To those of you that already use a wiki with productive results, I wish to ask which are the true alternatives to Ross' system and what are the differences in terms of costs and features?

For independent publishers, professional consultant, small virtual teams operating online is money spent on the SocialText wiki workspace well spent or should we be looking elsewhere?



posted by Robin Good on Tuesday February 15 2005

posted by Tom | 10:54 AM
 

Financial Times & Wikis

Two days ago, the Financial Times had a piece on Blogs and Wikis. It talks about them in terms of a tecktonic shift in what's possible.

For those who subscribe to FT -- you can look at an archive file of the text. For everyone else, a somewhat fuller version:
.
-----------------------------------

Tom Foremski: Blogging technology opens doors for enterprises
By Tom Foremski
Published: February 23 2005 07:50 | Last updated: February 23 2005 07:50


There is a new phase of the internet emerging and it is being fuelled by a new class of technologies coming out of Silicon Valley that don’t even have a name yet, but they have the potential to be disruptive in their application.

Some have begun calling this new phase Web 2.0, but I prefer the term internet 2.0 because it more accurately encompasses the broad nature of what is happening. Blogging, and blogging-like technologies such as wikis, are shaping up to become one of the most important features of internet 2.0. I would not be surprised if these technologies become recognised as the “killer applications” of the next few years.
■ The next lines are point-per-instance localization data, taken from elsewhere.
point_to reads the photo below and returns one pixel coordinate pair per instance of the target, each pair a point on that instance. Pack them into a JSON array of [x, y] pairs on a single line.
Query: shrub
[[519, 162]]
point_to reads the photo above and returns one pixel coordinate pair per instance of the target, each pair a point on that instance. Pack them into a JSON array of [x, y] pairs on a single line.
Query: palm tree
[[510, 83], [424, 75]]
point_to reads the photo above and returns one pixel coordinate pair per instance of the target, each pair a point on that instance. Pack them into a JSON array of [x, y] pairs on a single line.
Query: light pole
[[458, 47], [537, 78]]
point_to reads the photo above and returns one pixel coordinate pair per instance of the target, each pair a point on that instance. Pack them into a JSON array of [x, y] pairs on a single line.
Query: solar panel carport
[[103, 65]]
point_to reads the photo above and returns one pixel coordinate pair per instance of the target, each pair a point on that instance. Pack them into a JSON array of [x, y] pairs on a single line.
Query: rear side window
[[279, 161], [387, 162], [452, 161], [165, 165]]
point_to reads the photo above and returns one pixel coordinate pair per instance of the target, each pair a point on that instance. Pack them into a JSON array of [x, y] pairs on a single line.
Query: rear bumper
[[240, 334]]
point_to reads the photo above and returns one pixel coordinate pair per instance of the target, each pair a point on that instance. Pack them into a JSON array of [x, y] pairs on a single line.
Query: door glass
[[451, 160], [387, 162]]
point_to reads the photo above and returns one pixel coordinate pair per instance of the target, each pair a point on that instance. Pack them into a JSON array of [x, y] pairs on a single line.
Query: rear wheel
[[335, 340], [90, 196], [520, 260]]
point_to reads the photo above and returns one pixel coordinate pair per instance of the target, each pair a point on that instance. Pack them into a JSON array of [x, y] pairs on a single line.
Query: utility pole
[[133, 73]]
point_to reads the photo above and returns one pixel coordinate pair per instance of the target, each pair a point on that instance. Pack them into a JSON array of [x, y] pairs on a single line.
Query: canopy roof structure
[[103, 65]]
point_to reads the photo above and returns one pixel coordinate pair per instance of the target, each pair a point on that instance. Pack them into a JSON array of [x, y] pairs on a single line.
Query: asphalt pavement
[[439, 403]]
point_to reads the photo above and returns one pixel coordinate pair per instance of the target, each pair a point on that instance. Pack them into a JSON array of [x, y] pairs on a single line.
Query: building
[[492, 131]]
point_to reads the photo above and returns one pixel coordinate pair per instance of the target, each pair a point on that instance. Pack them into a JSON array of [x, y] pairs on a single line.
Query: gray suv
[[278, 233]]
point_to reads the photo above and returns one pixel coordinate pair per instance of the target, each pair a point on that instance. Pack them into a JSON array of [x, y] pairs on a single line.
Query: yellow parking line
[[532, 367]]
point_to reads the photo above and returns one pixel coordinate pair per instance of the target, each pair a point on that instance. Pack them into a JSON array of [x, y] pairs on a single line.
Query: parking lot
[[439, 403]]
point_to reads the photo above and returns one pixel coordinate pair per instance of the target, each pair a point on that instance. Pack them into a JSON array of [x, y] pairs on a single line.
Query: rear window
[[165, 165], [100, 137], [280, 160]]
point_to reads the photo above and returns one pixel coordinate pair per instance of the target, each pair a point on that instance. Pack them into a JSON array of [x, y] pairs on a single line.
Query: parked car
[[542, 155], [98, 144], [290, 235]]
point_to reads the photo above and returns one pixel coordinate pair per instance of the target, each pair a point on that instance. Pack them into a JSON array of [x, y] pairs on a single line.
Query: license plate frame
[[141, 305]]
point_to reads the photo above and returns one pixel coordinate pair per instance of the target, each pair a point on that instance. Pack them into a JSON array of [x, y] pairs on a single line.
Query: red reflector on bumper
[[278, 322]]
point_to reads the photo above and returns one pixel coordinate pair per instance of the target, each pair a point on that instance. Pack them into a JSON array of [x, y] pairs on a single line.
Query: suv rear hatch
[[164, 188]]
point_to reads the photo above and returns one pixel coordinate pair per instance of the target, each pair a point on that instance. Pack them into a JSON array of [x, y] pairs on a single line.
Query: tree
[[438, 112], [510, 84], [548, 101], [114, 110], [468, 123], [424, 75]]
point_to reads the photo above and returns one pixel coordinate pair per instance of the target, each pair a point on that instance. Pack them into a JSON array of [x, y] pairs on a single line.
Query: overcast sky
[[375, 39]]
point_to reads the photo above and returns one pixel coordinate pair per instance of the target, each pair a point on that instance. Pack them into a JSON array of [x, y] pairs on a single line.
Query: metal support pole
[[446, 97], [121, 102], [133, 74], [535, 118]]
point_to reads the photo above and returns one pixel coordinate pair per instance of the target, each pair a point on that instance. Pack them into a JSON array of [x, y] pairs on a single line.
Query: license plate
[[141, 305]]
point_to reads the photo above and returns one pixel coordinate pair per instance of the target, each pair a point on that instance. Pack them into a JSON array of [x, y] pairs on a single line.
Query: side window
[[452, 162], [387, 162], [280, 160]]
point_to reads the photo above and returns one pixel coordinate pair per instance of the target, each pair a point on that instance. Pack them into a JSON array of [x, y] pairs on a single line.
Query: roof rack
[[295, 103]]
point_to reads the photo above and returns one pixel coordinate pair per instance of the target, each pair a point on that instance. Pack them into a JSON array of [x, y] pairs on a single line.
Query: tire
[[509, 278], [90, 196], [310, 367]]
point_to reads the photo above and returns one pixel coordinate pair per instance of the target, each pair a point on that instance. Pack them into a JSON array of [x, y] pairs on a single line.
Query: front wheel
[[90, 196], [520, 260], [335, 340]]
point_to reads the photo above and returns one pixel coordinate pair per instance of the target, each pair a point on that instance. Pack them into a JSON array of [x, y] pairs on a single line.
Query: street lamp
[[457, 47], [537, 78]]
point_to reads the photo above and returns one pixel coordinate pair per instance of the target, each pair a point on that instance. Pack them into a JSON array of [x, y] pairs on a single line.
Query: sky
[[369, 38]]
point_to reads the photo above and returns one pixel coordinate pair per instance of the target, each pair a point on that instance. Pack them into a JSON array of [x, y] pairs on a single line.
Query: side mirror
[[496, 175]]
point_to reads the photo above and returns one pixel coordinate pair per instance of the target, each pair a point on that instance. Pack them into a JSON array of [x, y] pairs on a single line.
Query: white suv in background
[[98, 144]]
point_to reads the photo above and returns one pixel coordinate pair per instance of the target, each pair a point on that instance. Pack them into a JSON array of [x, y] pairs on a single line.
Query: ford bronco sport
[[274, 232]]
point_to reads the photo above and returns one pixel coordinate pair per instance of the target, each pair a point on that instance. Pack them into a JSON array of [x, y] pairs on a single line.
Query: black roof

Let me explain why I think these technologies are so groundbreaking. I know that most readers are familiar with the term “blogging” and many also read blogs. Their content consists mostly of personal views on the day’s events, and other subjects. The content of blogs, however, is not the interesting part – it is the underlying blogging software and its ability to automate the many tasks required to run a website. No technical skills are required of the writer, beyond being able to use a browser and the ability to type. For less than $100, blogging software such as the popular Movable Type, from Six Apart, is a good enough replacement for online content management systems costing more than 1,000 times as much.
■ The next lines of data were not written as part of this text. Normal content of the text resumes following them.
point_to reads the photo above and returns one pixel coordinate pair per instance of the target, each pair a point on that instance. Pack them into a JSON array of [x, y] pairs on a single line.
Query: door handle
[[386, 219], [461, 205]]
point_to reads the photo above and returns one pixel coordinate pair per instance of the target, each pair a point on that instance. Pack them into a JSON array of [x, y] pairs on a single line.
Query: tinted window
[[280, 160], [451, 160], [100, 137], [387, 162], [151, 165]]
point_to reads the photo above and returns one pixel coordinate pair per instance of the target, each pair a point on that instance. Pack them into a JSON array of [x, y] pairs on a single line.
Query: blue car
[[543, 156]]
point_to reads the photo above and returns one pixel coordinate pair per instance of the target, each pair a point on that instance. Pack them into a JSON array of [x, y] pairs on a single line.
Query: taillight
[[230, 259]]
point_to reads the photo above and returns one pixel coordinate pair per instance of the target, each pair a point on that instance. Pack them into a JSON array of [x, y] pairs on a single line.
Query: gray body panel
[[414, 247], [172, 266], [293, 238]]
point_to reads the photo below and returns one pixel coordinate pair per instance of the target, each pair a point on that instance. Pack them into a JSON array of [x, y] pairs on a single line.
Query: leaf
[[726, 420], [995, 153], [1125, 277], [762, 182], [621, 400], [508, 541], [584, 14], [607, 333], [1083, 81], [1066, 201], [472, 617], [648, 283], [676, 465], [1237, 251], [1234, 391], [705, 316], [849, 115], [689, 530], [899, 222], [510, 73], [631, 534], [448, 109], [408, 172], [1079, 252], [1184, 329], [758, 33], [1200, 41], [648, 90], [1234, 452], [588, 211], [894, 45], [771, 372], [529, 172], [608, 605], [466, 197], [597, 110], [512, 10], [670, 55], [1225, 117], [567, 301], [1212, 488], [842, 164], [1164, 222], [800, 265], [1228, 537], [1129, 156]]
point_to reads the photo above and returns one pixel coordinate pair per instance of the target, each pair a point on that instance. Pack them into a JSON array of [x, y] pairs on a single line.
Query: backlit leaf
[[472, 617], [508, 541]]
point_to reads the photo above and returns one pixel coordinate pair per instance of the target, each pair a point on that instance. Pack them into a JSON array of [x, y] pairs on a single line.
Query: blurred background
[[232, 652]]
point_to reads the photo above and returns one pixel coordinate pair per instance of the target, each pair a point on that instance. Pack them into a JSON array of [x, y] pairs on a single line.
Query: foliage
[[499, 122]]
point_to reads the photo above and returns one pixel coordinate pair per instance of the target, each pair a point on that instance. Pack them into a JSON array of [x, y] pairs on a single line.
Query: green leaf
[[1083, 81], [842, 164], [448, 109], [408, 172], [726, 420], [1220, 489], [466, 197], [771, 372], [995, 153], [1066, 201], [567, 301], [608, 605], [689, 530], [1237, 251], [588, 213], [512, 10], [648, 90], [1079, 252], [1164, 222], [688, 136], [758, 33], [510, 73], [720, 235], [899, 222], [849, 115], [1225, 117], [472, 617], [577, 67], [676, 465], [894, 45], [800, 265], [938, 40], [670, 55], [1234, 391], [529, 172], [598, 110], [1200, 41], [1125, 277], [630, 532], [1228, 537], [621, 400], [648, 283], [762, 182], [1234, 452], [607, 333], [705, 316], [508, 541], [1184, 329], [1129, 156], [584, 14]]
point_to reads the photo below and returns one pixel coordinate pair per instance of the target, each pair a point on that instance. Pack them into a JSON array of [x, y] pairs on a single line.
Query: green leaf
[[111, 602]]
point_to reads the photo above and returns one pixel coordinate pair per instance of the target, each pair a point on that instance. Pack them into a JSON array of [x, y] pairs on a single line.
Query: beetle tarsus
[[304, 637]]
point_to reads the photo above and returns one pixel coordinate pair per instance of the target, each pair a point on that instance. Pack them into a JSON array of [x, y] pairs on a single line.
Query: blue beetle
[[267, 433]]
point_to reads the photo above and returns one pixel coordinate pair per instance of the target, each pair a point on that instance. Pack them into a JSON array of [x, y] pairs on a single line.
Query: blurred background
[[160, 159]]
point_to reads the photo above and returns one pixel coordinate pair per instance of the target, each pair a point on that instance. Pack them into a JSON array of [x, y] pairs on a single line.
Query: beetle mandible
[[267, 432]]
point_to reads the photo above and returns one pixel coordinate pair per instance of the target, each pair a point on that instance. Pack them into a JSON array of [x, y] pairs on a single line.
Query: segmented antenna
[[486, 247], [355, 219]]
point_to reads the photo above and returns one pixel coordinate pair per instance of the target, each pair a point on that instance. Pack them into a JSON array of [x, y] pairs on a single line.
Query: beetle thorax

That capability alone would be enough to be potentially disruptive to online publishing business models, but blogging technologies also come with a lot more, a distribution system that targets its audience perfectly. This is done through a feature called “trackback,” and a standard known as RSS (Real Simple Syndication). Trackback automatically detects if someone has published a link to your blog post, and it will publish their comment on your blog. This means that it doesn’t matter if a reader posts a comment on the writer’s blog, or, on another blog – the software tracks it all. The response of readers to a news story, for example, can be plainly seen in real-time. It also means that other bloggers, by writing a comment and publishing a link to the original story, become distributors of that content to their readers. And it shows that if the content is relevant, an audience will find it, and also personally recommend it to others through their blogs.
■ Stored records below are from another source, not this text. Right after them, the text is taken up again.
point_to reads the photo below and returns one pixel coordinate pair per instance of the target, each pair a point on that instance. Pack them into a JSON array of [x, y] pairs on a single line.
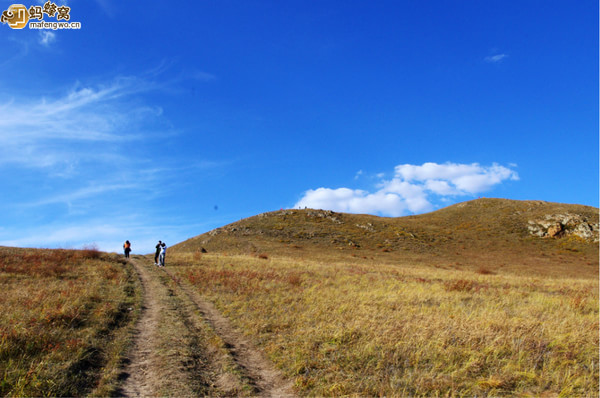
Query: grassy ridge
[[355, 328], [64, 321]]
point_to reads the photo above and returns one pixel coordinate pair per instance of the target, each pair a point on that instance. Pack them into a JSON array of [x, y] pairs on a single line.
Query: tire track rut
[[202, 370]]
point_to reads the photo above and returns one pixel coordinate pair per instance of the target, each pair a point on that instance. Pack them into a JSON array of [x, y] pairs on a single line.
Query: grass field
[[65, 321], [362, 328]]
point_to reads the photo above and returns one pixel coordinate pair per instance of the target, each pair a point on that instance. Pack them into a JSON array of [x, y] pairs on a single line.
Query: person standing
[[127, 248], [158, 246], [163, 252]]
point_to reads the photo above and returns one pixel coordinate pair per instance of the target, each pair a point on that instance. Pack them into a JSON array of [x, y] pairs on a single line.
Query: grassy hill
[[486, 233], [65, 321], [489, 297]]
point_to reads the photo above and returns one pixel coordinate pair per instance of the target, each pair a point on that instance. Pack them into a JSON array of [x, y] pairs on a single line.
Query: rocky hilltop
[[476, 232]]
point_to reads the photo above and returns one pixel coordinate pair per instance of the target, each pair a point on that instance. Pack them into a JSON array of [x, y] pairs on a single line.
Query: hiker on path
[[157, 253], [163, 252], [127, 248]]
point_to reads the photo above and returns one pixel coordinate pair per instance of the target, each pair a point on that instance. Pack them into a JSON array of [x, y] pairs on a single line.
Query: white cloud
[[47, 37], [495, 58], [412, 189]]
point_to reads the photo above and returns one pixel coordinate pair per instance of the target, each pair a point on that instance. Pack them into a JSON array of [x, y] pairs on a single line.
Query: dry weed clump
[[61, 312], [408, 330]]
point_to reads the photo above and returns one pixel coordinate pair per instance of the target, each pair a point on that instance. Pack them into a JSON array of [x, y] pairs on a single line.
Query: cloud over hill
[[411, 190]]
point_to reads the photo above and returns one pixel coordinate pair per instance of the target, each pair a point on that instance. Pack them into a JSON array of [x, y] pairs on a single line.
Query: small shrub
[[485, 271], [459, 285]]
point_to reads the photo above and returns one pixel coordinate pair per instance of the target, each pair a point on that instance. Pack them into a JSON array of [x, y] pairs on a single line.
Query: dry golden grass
[[374, 328], [65, 317]]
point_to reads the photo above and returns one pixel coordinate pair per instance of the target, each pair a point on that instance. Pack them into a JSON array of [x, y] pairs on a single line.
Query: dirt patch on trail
[[143, 368], [183, 346], [258, 372]]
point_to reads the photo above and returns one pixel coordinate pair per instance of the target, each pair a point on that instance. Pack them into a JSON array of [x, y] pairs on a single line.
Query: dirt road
[[183, 346]]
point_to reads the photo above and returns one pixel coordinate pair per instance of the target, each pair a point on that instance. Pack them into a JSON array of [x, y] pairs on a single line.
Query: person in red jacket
[[127, 248]]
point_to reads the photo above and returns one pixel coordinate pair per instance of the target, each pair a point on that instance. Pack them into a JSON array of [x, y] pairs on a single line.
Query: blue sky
[[163, 122]]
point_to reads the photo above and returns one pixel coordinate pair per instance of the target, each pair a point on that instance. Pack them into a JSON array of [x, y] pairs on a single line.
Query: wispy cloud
[[83, 123], [495, 58], [413, 189]]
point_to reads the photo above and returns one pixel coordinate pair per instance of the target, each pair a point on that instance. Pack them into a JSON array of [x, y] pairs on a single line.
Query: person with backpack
[[163, 252], [158, 246], [127, 248]]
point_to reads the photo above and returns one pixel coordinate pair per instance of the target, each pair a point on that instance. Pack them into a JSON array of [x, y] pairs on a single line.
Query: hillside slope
[[490, 232]]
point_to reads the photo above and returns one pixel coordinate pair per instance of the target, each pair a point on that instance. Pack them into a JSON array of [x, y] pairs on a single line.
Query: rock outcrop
[[563, 225]]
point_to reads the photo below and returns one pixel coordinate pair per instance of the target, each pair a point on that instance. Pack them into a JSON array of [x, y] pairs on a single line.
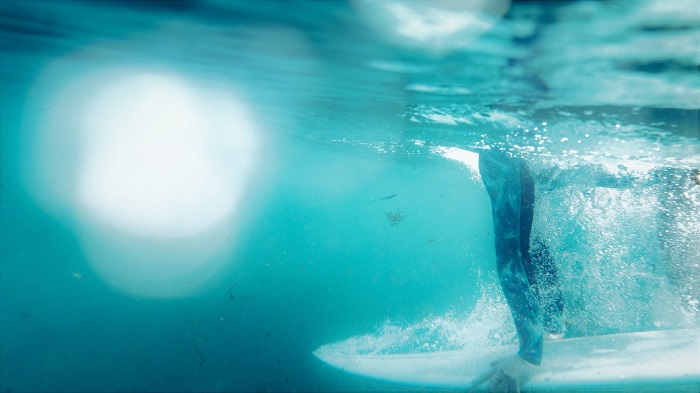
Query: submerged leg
[[501, 176], [537, 260]]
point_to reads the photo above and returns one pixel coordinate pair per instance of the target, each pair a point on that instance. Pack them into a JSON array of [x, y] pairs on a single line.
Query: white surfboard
[[630, 360]]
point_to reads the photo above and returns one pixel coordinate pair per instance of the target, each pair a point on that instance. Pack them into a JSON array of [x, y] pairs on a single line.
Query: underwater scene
[[197, 195]]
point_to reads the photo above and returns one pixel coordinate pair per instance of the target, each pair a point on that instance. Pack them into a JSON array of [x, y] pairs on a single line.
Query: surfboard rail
[[632, 360]]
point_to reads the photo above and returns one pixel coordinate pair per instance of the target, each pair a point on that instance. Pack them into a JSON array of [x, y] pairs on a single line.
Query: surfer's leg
[[537, 260], [551, 298], [527, 203], [501, 175]]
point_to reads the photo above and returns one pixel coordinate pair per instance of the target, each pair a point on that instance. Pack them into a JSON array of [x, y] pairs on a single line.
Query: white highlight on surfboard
[[466, 157], [645, 361], [488, 324]]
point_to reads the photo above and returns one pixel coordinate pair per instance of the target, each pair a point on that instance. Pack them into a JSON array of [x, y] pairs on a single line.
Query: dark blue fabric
[[511, 190]]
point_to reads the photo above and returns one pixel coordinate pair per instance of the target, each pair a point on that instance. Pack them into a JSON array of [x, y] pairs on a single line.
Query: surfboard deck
[[670, 358]]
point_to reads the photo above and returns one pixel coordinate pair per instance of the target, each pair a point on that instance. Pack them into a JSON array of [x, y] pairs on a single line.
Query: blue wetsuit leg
[[537, 259], [500, 173]]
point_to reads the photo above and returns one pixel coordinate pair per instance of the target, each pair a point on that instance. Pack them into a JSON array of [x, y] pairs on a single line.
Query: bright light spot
[[150, 166], [150, 170], [469, 158]]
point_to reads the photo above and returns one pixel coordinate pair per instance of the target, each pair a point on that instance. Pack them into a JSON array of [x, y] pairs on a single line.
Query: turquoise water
[[322, 187]]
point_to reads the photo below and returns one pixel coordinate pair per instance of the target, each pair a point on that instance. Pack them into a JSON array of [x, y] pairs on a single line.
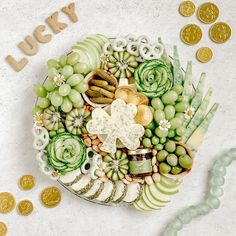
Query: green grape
[[82, 87], [79, 104], [43, 102], [181, 106], [81, 68], [162, 140], [172, 160], [52, 72], [74, 96], [148, 133], [175, 170], [75, 79], [180, 131], [164, 168], [169, 97], [147, 142], [155, 140], [161, 133], [49, 85], [157, 104], [40, 91], [37, 109], [67, 71], [56, 99], [64, 90], [185, 161], [180, 151], [158, 147], [73, 58], [53, 63], [66, 105], [178, 88], [151, 126], [170, 146], [161, 155], [175, 123], [63, 60], [171, 133], [159, 115], [169, 112]]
RSS is another way to distribute blog content. It allows readers to subscribe to a blog and read the content without having to visit the originating site. RSS makes it possible to aggregate the content from several sites within software called a “newsreader.”

Other types of related applications are wikis, which differ from blogs in that any reader can change the content of the web page. Wikipedia, an online encyclopedia written by internet users, is a good example of a wiki. It also showcases how wikis can be used as knowledge management systems.

Blogs have been around for several years and wikis are 10 years old. What is new however, is the realisation of the business uses for these types of technologies. If they can create communities of self-selected readers companies could potentially communicate directly with their customers. And customers can provide direct feedback to the companies. If it is done right, this means potentially huge savings in marketing, and market research activities.

Astonishingly, a very small number of people within the business community have figured this out. Even in Silicon Valley, the birthplace of blogging technologies, the common view is that it is a narcissistic activity by unemployed software engineers with plenty of time on their hands.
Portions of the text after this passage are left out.